Book Review: Diane Flynt’s ‘Wild, Tamed, Lost, Revived:’ Apples and Dreams from the American South

by | Nov 1, 2023

We are a people of stories. They are how we come to understand our past and frame a path to our future. Stories are the beating heart of the recently released book Wild, Tamed, Lost, Revived: The Surprising Story of Apples in the South by Diane Flynt. Flynt, founder of Foggy Ridge Cider and two-time James Beard Award nominee for Outstanding Wine, Spirits or Beer Professional, is a natural storyteller.  Her voice gently draws the reader into her world; a world of apples and dreams.

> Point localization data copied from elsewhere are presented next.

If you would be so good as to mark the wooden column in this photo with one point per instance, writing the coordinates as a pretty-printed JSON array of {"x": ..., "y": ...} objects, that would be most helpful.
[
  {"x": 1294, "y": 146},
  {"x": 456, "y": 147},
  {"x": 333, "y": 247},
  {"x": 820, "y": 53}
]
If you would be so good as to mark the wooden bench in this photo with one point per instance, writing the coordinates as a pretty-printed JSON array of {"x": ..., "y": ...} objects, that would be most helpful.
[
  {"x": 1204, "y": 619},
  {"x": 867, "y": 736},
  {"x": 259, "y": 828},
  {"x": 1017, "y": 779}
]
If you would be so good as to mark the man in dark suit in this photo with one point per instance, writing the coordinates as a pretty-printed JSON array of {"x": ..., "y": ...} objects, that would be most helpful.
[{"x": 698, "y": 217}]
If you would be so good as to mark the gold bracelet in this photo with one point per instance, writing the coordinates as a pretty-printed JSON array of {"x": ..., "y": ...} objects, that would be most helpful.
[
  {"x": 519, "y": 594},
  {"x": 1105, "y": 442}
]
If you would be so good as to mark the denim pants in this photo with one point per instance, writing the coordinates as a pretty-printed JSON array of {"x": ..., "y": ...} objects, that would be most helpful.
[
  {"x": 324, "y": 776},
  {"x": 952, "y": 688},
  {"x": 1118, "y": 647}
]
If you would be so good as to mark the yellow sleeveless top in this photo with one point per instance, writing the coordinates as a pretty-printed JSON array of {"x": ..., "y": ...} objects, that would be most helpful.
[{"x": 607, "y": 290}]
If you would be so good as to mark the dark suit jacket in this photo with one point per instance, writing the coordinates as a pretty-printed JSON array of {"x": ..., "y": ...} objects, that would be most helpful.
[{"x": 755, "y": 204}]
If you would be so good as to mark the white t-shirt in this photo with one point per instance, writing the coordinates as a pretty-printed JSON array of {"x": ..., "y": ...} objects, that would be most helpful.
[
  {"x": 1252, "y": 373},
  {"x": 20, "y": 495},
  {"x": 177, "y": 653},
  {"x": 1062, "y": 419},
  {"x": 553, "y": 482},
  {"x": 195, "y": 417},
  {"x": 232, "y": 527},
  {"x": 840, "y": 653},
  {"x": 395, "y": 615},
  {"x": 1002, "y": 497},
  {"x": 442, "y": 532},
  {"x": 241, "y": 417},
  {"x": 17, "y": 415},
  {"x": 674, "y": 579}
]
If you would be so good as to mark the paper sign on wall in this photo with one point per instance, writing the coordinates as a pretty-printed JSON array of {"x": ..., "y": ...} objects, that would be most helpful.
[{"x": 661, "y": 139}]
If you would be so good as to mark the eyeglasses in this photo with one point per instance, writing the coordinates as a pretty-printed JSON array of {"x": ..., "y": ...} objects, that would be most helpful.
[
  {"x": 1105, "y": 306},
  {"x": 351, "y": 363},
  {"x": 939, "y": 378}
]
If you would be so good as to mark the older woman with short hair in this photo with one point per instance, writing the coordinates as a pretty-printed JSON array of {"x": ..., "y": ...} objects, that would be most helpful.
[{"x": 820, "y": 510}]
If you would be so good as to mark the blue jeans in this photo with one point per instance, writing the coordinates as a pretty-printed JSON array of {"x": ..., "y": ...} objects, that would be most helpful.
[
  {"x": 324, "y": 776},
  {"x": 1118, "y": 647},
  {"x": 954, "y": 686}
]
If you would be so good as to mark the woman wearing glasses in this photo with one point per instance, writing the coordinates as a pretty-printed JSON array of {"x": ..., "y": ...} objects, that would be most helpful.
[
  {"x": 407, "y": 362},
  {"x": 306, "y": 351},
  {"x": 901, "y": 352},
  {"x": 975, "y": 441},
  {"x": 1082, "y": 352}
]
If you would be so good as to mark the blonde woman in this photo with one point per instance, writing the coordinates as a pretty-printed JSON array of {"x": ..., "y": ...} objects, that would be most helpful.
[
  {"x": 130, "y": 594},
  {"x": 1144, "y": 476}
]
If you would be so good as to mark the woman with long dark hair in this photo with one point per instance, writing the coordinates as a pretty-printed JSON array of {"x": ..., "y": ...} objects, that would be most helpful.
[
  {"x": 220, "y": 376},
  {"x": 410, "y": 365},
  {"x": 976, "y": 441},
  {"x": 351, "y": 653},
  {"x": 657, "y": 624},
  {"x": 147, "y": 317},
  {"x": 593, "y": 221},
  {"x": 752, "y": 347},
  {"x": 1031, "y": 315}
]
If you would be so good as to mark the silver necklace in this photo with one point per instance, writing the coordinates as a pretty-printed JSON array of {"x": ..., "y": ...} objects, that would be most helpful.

In some ways, apples are more closely associated with New England than the American South, but Flynt has set out to remedy that. She divides the book into four discreet but interlocking sections. The first, “Wild,” explores the early history of apples and cider in the southern states. The section doesn’t shy away from the region’s dark past, such as the role enslaved Africans played in establishing a home for European apples and the cider they produced. She also discusses the brutal annexation and occupation of indigenous land by Europeans, lands where indigenous peoples themselves had adopted European apples and planted many acres of orchards. Those orchards became just one of the sources of cultivars unique to the South, a rich diversity explored in the book’s next section, “Tamed.” As apples adapted to and thrived in southern soil, many hundreds were discovered, named and loved. Each had its place, unique character and use whether for eating out of hand, baked in a pie or crushed and fermented into cider. Some were special only to a small community; others became more well-known and spread to whole regions, like the Virginia Beauty, Nickajack and Grimes Golden apples. Apples were everywhere – until they weren’t.

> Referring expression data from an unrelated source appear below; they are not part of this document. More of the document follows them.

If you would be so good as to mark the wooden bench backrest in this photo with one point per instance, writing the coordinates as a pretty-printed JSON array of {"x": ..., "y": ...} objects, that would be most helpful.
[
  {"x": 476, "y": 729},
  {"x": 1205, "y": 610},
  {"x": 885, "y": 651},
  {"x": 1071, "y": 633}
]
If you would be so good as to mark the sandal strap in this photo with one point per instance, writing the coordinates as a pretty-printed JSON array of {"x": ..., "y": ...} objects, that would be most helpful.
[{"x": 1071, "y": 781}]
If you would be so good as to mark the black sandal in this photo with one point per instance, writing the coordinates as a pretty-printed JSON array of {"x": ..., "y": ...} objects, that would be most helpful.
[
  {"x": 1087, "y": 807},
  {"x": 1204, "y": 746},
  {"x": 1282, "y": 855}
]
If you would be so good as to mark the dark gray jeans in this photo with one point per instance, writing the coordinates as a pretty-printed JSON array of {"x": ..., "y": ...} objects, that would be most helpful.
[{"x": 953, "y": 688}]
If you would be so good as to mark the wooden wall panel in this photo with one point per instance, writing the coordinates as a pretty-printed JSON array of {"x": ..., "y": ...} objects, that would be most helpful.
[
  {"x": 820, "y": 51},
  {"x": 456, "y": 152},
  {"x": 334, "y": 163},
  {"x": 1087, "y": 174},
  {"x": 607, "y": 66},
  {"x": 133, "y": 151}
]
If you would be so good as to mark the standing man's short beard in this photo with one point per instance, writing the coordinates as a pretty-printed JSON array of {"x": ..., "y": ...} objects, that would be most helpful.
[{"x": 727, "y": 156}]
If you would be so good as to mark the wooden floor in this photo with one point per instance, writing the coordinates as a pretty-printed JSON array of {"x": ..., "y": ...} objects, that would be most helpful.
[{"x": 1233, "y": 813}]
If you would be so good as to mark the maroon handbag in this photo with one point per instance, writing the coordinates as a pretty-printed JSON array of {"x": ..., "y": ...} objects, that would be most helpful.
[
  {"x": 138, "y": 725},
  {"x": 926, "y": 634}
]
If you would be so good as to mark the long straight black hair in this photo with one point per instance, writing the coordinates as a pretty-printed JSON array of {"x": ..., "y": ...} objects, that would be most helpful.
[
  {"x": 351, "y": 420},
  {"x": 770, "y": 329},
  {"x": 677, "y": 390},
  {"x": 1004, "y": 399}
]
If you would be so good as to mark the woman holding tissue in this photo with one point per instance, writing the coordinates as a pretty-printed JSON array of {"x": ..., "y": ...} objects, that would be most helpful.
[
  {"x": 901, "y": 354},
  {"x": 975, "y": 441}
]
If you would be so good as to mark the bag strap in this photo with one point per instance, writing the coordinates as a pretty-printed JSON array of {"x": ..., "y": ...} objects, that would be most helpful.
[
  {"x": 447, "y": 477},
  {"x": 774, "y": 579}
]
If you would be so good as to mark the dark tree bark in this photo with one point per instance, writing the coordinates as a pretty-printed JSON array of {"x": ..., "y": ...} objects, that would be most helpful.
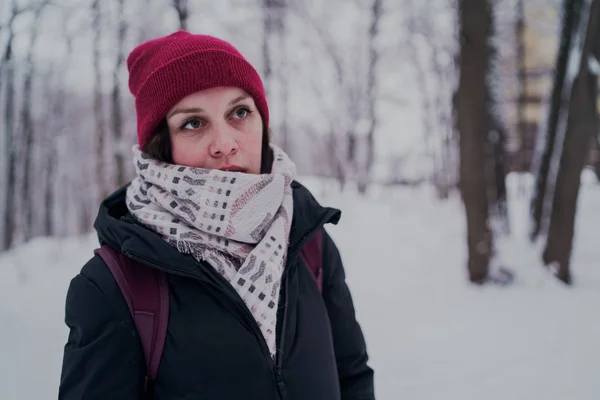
[
  {"x": 7, "y": 74},
  {"x": 582, "y": 123},
  {"x": 496, "y": 137},
  {"x": 376, "y": 13},
  {"x": 522, "y": 79},
  {"x": 28, "y": 136},
  {"x": 116, "y": 115},
  {"x": 570, "y": 20},
  {"x": 472, "y": 112},
  {"x": 100, "y": 126}
]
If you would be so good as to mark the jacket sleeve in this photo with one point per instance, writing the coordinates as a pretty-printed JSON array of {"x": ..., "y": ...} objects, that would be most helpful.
[
  {"x": 356, "y": 377},
  {"x": 103, "y": 358}
]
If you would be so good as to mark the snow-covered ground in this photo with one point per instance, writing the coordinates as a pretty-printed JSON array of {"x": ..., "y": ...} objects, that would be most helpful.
[{"x": 431, "y": 335}]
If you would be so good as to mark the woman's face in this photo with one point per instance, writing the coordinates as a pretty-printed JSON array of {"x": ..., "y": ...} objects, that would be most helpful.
[{"x": 218, "y": 128}]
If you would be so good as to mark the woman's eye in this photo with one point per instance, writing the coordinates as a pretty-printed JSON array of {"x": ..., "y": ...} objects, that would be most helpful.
[
  {"x": 192, "y": 124},
  {"x": 241, "y": 113}
]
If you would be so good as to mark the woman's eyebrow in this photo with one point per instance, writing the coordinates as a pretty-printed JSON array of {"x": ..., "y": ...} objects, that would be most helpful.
[
  {"x": 238, "y": 99},
  {"x": 184, "y": 111}
]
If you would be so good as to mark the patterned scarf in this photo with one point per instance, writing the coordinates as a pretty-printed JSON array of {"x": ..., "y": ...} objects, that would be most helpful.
[{"x": 239, "y": 223}]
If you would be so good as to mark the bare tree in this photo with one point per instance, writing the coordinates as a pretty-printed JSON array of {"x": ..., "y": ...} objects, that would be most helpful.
[
  {"x": 117, "y": 110},
  {"x": 7, "y": 75},
  {"x": 473, "y": 119},
  {"x": 100, "y": 125},
  {"x": 581, "y": 125},
  {"x": 27, "y": 133},
  {"x": 522, "y": 79},
  {"x": 274, "y": 63},
  {"x": 374, "y": 28},
  {"x": 545, "y": 148}
]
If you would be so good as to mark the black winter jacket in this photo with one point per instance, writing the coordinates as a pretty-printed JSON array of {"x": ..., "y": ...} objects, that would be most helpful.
[{"x": 214, "y": 349}]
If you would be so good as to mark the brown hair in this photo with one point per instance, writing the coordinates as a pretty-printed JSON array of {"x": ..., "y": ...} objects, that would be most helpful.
[{"x": 159, "y": 147}]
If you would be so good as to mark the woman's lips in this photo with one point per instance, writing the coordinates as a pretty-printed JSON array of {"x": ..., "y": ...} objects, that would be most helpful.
[{"x": 233, "y": 168}]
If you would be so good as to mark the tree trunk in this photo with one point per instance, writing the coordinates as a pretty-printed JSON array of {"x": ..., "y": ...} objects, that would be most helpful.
[
  {"x": 100, "y": 126},
  {"x": 582, "y": 123},
  {"x": 522, "y": 79},
  {"x": 117, "y": 119},
  {"x": 365, "y": 173},
  {"x": 547, "y": 135},
  {"x": 472, "y": 112},
  {"x": 27, "y": 159},
  {"x": 7, "y": 74}
]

In “Lost” Flynt outlines the changes, technological and otherwise, that came with the agricultural modernity of the 20th century. Farming communities became depopulated as large-scale apple growing moved to the West and people looked to the cities for work. The commercial fruit industry increasingly focused on a narrow number of cultivars and precipitated “an astonishing forfeiture of diversity and a palpable loss of some southern culture” as Flynt so elegantly puts it. As dire as this sounds, Flynt finds much room for cautious optimism in the final section, “Revived.” Here, she explores how a number of multigenerational orchards have found creative ways to survive and prosper. She also discusses the preservation orchards where many beloved apples of earlier generations found a home and have become available to new enthusiasts.

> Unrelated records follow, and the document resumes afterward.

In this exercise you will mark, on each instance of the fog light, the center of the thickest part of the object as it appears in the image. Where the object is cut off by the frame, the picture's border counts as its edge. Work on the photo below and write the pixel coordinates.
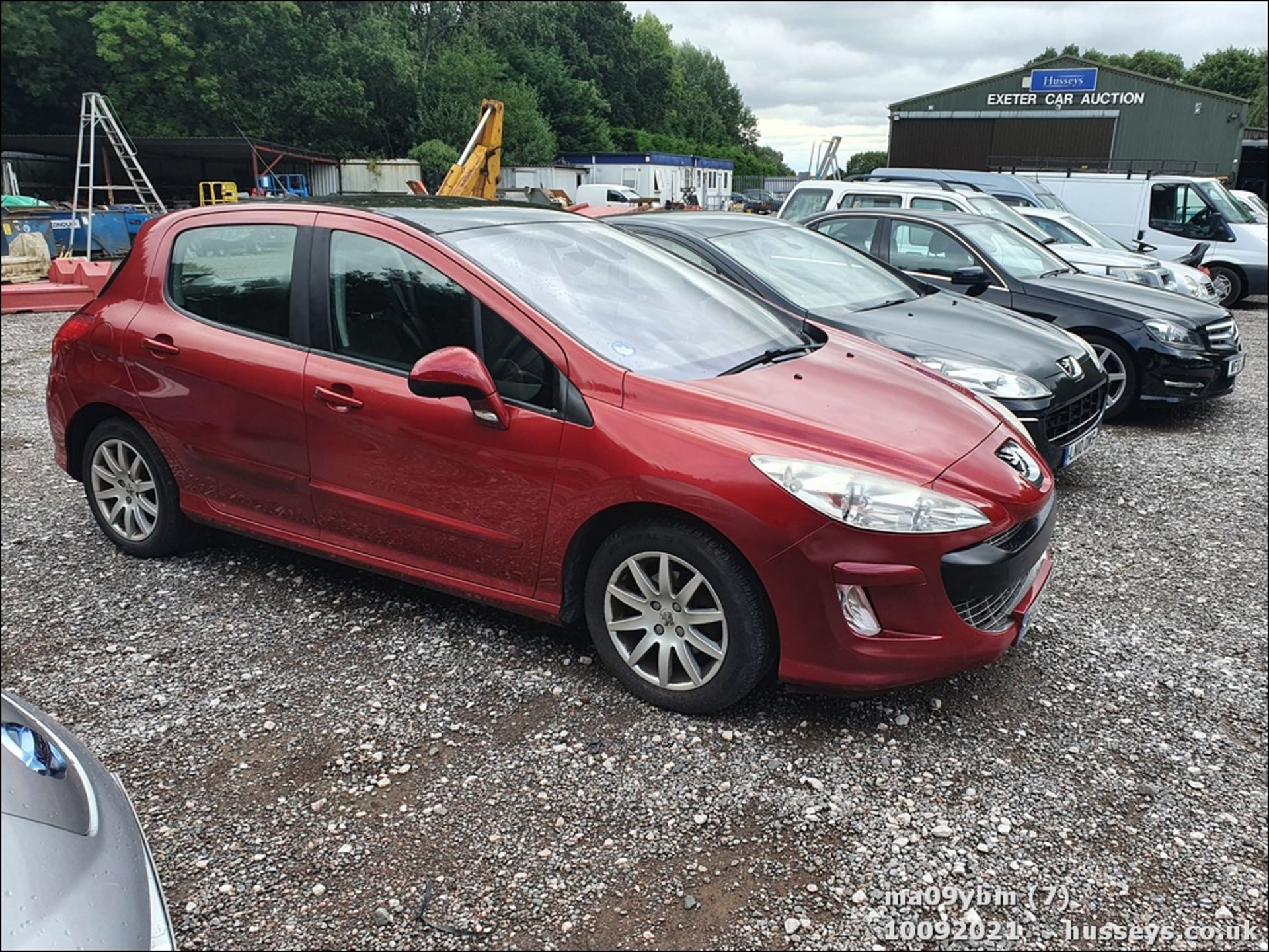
(858, 611)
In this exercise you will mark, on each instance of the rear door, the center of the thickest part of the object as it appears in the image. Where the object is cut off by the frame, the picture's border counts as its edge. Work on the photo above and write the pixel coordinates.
(410, 480)
(217, 355)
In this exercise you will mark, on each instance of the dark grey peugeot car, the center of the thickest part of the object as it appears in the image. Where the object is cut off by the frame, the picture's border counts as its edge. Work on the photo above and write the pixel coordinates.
(1050, 379)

Woven into the history of southern apples is Flynt’s own story. She was compelled by something deep within to find land in the Appalachian Mountains of southern Virginia and plant acre upon acre of apple trees in the sometimes challenging ground. We are witness to the beauty of the orchard and the land around it, to the struggles involved with starting a business that treated cider like wine well before such a notion had occurred to almost anyone else, and to the eventual success of Foggy Ridge Cider. This is a book of stories; stories that educate and enrich us, stories that give us hope for a more bounteous future.